At its simplest, a test in Rust is a function that’s annotated with the test attribute. Attributes are metadata about pieces of Rust code:


#![allow(unused)]
fn main() {
#[test]
fn it_works() {
    assert_eq!(2 + 2, 4);
}
}

Various helper macros useful for testing:

  • assert!
  • assert_eq!
  • assert_ne!

You can also add a custom message to be printed with the failure message as optional arguments to the assert!, assert_eq!, and assert_ne! macros. Any arguments specified after the one required argument to assert! or the two required arguments to assert_eq! and assert_ne! are passed along to the format! macro:


#![allow(unused)]
fn main() {
#[test]
fn greeting_contains_name() {
    let result = greeting("Carol");
    assert!(
        result.contains("Carol"),
        "Greeting did not contain name, value was `{}`", result
    );
}
}

Checking for Panics with should_panic

We place the #[should_panic] attribute after the #[test] attribute and before the test function it applies to.


#![allow(unused)]
fn main() {
#[test]
#[should_panic]
fn greater_than_100() {
    panic("hello");
}
}

To make should_panic tests more precise, we can add an optional expected parameter to the should_panic attribute.
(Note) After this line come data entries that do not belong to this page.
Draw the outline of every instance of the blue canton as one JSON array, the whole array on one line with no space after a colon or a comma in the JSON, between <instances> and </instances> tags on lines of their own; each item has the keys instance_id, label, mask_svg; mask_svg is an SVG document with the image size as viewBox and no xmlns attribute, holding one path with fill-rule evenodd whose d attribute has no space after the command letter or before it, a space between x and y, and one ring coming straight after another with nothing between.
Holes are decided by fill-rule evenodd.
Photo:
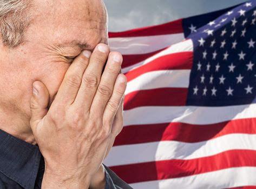
<instances>
[{"instance_id":1,"label":"blue canton","mask_svg":"<svg viewBox=\"0 0 256 189\"><path fill-rule=\"evenodd\" d=\"M185 33L189 33L187 38L193 40L194 46L187 105L255 102L255 1L248 1L216 12L215 18L212 13L183 21ZM208 20L199 27L200 16L205 22Z\"/></svg>"}]
</instances>

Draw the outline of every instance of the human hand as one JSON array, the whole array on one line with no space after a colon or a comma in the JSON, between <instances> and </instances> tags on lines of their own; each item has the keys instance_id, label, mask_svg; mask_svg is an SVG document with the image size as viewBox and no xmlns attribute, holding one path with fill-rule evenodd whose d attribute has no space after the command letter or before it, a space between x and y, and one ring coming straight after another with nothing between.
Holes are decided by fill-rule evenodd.
<instances>
[{"instance_id":1,"label":"human hand","mask_svg":"<svg viewBox=\"0 0 256 189\"><path fill-rule=\"evenodd\" d=\"M45 162L42 187L55 178L52 186L88 188L108 150L127 82L119 73L119 53L101 44L90 53L74 60L49 110L48 89L34 83L38 93L30 102L30 125Z\"/></svg>"}]
</instances>

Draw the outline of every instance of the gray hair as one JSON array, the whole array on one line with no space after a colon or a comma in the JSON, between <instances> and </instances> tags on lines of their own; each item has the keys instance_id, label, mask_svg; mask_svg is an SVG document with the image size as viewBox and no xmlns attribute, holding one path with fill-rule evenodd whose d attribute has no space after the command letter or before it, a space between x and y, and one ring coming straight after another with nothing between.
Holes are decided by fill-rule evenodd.
<instances>
[{"instance_id":1,"label":"gray hair","mask_svg":"<svg viewBox=\"0 0 256 189\"><path fill-rule=\"evenodd\" d=\"M0 35L3 43L15 48L24 42L30 22L31 0L0 0Z\"/></svg>"}]
</instances>

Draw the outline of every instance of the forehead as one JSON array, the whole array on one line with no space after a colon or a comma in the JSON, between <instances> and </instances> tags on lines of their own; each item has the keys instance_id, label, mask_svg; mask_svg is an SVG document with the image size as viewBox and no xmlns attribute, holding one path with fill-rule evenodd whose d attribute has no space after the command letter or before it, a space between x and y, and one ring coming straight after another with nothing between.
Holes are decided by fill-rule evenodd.
<instances>
[{"instance_id":1,"label":"forehead","mask_svg":"<svg viewBox=\"0 0 256 189\"><path fill-rule=\"evenodd\" d=\"M37 1L36 24L52 43L90 49L107 43L107 14L101 0Z\"/></svg>"}]
</instances>

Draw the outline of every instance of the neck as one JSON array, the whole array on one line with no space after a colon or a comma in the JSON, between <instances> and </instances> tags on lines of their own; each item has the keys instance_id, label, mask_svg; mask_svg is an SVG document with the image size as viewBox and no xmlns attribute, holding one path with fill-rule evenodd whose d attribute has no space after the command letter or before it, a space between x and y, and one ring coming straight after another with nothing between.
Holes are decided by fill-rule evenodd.
<instances>
[{"instance_id":1,"label":"neck","mask_svg":"<svg viewBox=\"0 0 256 189\"><path fill-rule=\"evenodd\" d=\"M11 105L7 109L0 107L0 129L27 143L36 144L29 118L17 110Z\"/></svg>"}]
</instances>

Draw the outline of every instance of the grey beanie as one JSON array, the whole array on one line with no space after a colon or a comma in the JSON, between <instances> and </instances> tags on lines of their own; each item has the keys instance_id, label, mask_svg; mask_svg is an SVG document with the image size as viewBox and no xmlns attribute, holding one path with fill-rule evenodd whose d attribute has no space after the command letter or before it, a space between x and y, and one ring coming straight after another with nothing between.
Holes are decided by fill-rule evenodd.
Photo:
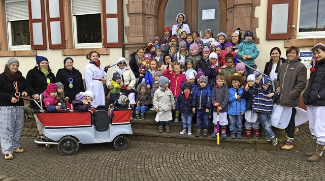
<instances>
[{"instance_id":1,"label":"grey beanie","mask_svg":"<svg viewBox=\"0 0 325 181\"><path fill-rule=\"evenodd\" d=\"M18 65L19 65L19 61L18 61L17 58L11 58L8 61L8 62L7 63L7 66L8 66L8 67L9 67L11 64L14 63L16 63L18 64Z\"/></svg>"}]
</instances>

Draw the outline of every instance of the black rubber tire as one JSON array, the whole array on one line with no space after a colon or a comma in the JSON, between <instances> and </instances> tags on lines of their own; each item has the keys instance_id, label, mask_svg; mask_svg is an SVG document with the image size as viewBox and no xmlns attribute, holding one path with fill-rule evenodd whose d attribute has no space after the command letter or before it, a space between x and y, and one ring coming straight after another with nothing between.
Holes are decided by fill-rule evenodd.
<instances>
[{"instance_id":1,"label":"black rubber tire","mask_svg":"<svg viewBox=\"0 0 325 181\"><path fill-rule=\"evenodd\" d=\"M79 144L76 138L66 136L61 139L57 145L59 151L64 156L69 156L76 154L79 147Z\"/></svg>"},{"instance_id":2,"label":"black rubber tire","mask_svg":"<svg viewBox=\"0 0 325 181\"><path fill-rule=\"evenodd\" d=\"M128 140L123 135L118 136L114 138L113 145L114 148L118 151L123 150L128 146Z\"/></svg>"}]
</instances>

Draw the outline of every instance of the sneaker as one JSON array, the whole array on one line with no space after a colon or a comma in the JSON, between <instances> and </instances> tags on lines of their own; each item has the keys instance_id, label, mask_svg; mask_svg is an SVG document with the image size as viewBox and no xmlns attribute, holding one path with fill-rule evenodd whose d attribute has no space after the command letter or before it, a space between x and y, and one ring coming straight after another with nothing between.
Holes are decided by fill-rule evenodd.
<instances>
[{"instance_id":1,"label":"sneaker","mask_svg":"<svg viewBox=\"0 0 325 181\"><path fill-rule=\"evenodd\" d=\"M183 129L183 131L182 131L180 132L179 132L179 134L180 134L181 135L183 135L183 134L184 134L185 133L186 133L186 130L184 130L184 129Z\"/></svg>"},{"instance_id":2,"label":"sneaker","mask_svg":"<svg viewBox=\"0 0 325 181\"><path fill-rule=\"evenodd\" d=\"M211 135L211 137L212 138L215 138L217 137L217 132L213 132L213 133L212 133L212 135Z\"/></svg>"},{"instance_id":3,"label":"sneaker","mask_svg":"<svg viewBox=\"0 0 325 181\"><path fill-rule=\"evenodd\" d=\"M272 144L273 145L273 146L275 146L278 144L278 138L273 138L271 140L272 142Z\"/></svg>"}]
</instances>

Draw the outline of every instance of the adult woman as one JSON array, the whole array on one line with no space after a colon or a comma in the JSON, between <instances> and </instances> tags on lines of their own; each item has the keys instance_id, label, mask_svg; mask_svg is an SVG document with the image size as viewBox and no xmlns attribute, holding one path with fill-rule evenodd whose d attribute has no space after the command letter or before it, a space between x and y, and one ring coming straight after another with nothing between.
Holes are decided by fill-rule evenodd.
<instances>
[{"instance_id":1,"label":"adult woman","mask_svg":"<svg viewBox=\"0 0 325 181\"><path fill-rule=\"evenodd\" d=\"M284 112L281 114L291 115L288 123L287 123L288 120L281 120L285 122L285 124L287 124L286 142L281 148L284 150L294 148L295 116L297 113L295 107L300 104L300 95L306 87L307 82L307 69L305 65L300 62L301 59L298 56L299 51L299 48L295 46L286 50L285 53L288 61L283 63L279 68L278 81L275 85L276 90L281 92L279 105L284 107Z\"/></svg>"},{"instance_id":2,"label":"adult woman","mask_svg":"<svg viewBox=\"0 0 325 181\"><path fill-rule=\"evenodd\" d=\"M61 82L64 86L64 94L69 98L69 102L71 104L77 94L85 92L85 87L81 73L73 67L73 59L67 57L63 61L63 64L64 67L56 73L55 82Z\"/></svg>"},{"instance_id":3,"label":"adult woman","mask_svg":"<svg viewBox=\"0 0 325 181\"><path fill-rule=\"evenodd\" d=\"M178 13L176 16L176 23L177 24L173 25L172 29L172 35L176 35L179 38L182 32L185 31L186 34L191 33L191 31L187 24L184 22L186 20L186 17L184 13Z\"/></svg>"},{"instance_id":4,"label":"adult woman","mask_svg":"<svg viewBox=\"0 0 325 181\"><path fill-rule=\"evenodd\" d=\"M274 80L278 78L279 68L285 62L285 59L281 57L281 50L278 47L271 49L270 56L270 61L265 64L264 73L269 76L271 80Z\"/></svg>"},{"instance_id":5,"label":"adult woman","mask_svg":"<svg viewBox=\"0 0 325 181\"><path fill-rule=\"evenodd\" d=\"M144 77L144 74L140 74L139 72L139 68L144 59L144 50L142 48L138 49L136 52L132 53L130 55L131 59L130 60L129 66L136 78Z\"/></svg>"},{"instance_id":6,"label":"adult woman","mask_svg":"<svg viewBox=\"0 0 325 181\"><path fill-rule=\"evenodd\" d=\"M84 69L86 88L91 91L94 95L91 105L95 107L99 105L105 105L105 93L102 79L107 74L109 64L103 69L101 68L101 55L96 51L91 51L86 55L87 59L90 61Z\"/></svg>"},{"instance_id":7,"label":"adult woman","mask_svg":"<svg viewBox=\"0 0 325 181\"><path fill-rule=\"evenodd\" d=\"M40 95L46 89L50 83L55 82L55 76L49 66L49 61L46 57L36 56L36 65L30 70L26 76L26 81L31 88L31 96L35 100L40 100ZM33 108L38 107L33 102L30 102Z\"/></svg>"},{"instance_id":8,"label":"adult woman","mask_svg":"<svg viewBox=\"0 0 325 181\"><path fill-rule=\"evenodd\" d=\"M318 161L325 149L325 45L316 44L312 48L315 62L312 62L308 86L304 93L304 102L307 105L309 130L317 143L315 151L307 153L307 161Z\"/></svg>"},{"instance_id":9,"label":"adult woman","mask_svg":"<svg viewBox=\"0 0 325 181\"><path fill-rule=\"evenodd\" d=\"M134 75L130 67L127 65L126 59L122 57L120 57L116 61L116 66L113 68L112 74L107 78L106 85L108 88L113 88L113 85L111 84L111 81L113 78L113 74L117 72L121 77L121 92L128 94L128 99L130 100L130 104L134 105L136 104L135 98L135 86L137 79ZM131 115L132 117L132 115Z\"/></svg>"},{"instance_id":10,"label":"adult woman","mask_svg":"<svg viewBox=\"0 0 325 181\"><path fill-rule=\"evenodd\" d=\"M13 158L13 152L24 151L20 141L24 126L24 102L19 97L27 96L29 90L19 67L19 62L11 58L0 74L0 143L7 160Z\"/></svg>"}]
</instances>

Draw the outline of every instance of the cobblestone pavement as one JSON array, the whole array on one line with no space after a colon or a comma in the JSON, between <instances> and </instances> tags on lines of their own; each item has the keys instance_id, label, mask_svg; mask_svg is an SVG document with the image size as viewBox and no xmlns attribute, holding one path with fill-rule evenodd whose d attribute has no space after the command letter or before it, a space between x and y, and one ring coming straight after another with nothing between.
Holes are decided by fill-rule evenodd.
<instances>
[{"instance_id":1,"label":"cobblestone pavement","mask_svg":"<svg viewBox=\"0 0 325 181\"><path fill-rule=\"evenodd\" d=\"M22 138L23 153L0 159L0 180L324 180L325 161L310 163L310 141L289 151L130 141L116 151L111 143L81 144L63 156L56 146L35 147Z\"/></svg>"}]
</instances>

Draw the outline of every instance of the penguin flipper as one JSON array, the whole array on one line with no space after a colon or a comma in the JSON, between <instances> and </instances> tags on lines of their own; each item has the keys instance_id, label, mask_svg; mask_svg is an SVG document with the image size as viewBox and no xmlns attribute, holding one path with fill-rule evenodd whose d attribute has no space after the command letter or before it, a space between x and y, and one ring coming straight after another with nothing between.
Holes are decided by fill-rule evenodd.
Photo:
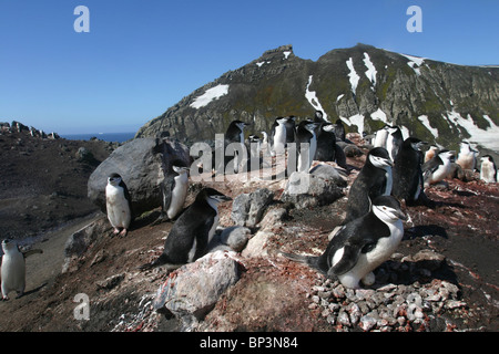
<instances>
[{"instance_id":1,"label":"penguin flipper","mask_svg":"<svg viewBox=\"0 0 499 354\"><path fill-rule=\"evenodd\" d=\"M286 253L286 252L281 252L281 254L283 254L284 257L286 257L287 259L289 259L289 260L292 260L294 262L307 264L307 266L309 266L309 267L320 271L324 274L326 273L326 270L320 268L320 264L319 264L319 258L320 257L301 256L301 254Z\"/></svg>"},{"instance_id":2,"label":"penguin flipper","mask_svg":"<svg viewBox=\"0 0 499 354\"><path fill-rule=\"evenodd\" d=\"M333 267L328 270L327 274L342 275L346 273L352 268L354 268L355 264L357 264L360 252L368 252L370 249L373 249L373 247L374 243L369 240L366 240L360 244L347 241L343 247L342 258L336 263L333 263L336 252L335 254L333 254Z\"/></svg>"},{"instance_id":3,"label":"penguin flipper","mask_svg":"<svg viewBox=\"0 0 499 354\"><path fill-rule=\"evenodd\" d=\"M22 252L22 256L24 258L28 258L28 257L30 257L30 256L32 256L34 253L43 253L43 251L40 250L40 249L29 250L29 251Z\"/></svg>"},{"instance_id":4,"label":"penguin flipper","mask_svg":"<svg viewBox=\"0 0 499 354\"><path fill-rule=\"evenodd\" d=\"M162 253L159 258L156 258L155 260L153 260L151 263L145 263L142 266L139 266L138 269L140 271L145 271L145 270L150 270L160 266L165 266L166 270L171 271L171 270L175 270L177 268L181 268L184 264L172 264L167 262L167 257L166 254Z\"/></svg>"},{"instance_id":5,"label":"penguin flipper","mask_svg":"<svg viewBox=\"0 0 499 354\"><path fill-rule=\"evenodd\" d=\"M172 202L172 190L175 187L174 178L167 178L161 184L161 191L163 192L163 211L167 211Z\"/></svg>"}]
</instances>

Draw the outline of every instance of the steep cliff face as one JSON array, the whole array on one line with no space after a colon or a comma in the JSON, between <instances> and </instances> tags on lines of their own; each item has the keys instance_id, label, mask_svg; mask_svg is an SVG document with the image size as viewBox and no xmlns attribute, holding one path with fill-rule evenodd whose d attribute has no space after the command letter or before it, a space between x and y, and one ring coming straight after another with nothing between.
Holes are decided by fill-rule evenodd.
<instances>
[{"instance_id":1,"label":"steep cliff face","mask_svg":"<svg viewBox=\"0 0 499 354\"><path fill-rule=\"evenodd\" d=\"M457 147L461 139L499 150L499 67L462 66L358 44L303 60L292 45L265 52L146 123L136 137L169 132L184 142L213 139L233 119L269 131L277 116L340 118L350 132L385 124Z\"/></svg>"}]
</instances>

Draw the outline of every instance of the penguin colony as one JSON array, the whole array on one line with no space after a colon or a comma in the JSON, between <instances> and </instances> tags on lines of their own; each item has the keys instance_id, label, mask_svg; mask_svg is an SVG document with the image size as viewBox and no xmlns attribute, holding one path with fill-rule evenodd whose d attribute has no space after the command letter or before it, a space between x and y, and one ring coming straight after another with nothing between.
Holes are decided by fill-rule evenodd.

The test harness will make sure that the failure message contains the provided text.

Using Result<T, E> in Tests


#![allow(unused)]
fn main() {
#[test]
fn it_works() -> Result<(), String> {
    if 2 + 2 == 4 {
        Ok(())
    } else {
        Err(String::from("two plus two does not equal four"))
    }
}
}

Controlling How Tests Are Run

The default behavior of the binary produced by cargo test is to run all the tests in parallel and capture output generated during test runs, preventing the output from being displayed and making it easier to read the output related to the test results.

Various test options

  • When you run multiple tests, by default they run in parallel using threads.
$ cargo test -- --test-threads=1
$ cargo test -- --nocapture
$ cargo test -- --ignored # Runs only the ignored tests

Test Organization

  • Unit tests are small and more focused, testing one module in isolation at a time, and can test private interfaces.
  • Integration tests are entirely external to your library and use your code in the same way any other external code would, using only the public interface and potentially exercising multiple modules per test.

Unit tests

The convention is to create a module named tests in each file to contain the test functions and to annotate the module with cfg(test).

The #[cfg(test)] annotation on the tests module tells Rust to compile and run the test code only when you run cargo test, not when you run cargo build. Note that cfg stands for configuration.

Integration Tests

We create a tests directory at the top level of our project directory, next to src. Cargo knows to look for integration test files in this directory.

Note that we can create tests/common/mod.rs to put helper functions. Rust understands this naming convention and treats the common module not as an integration tests file.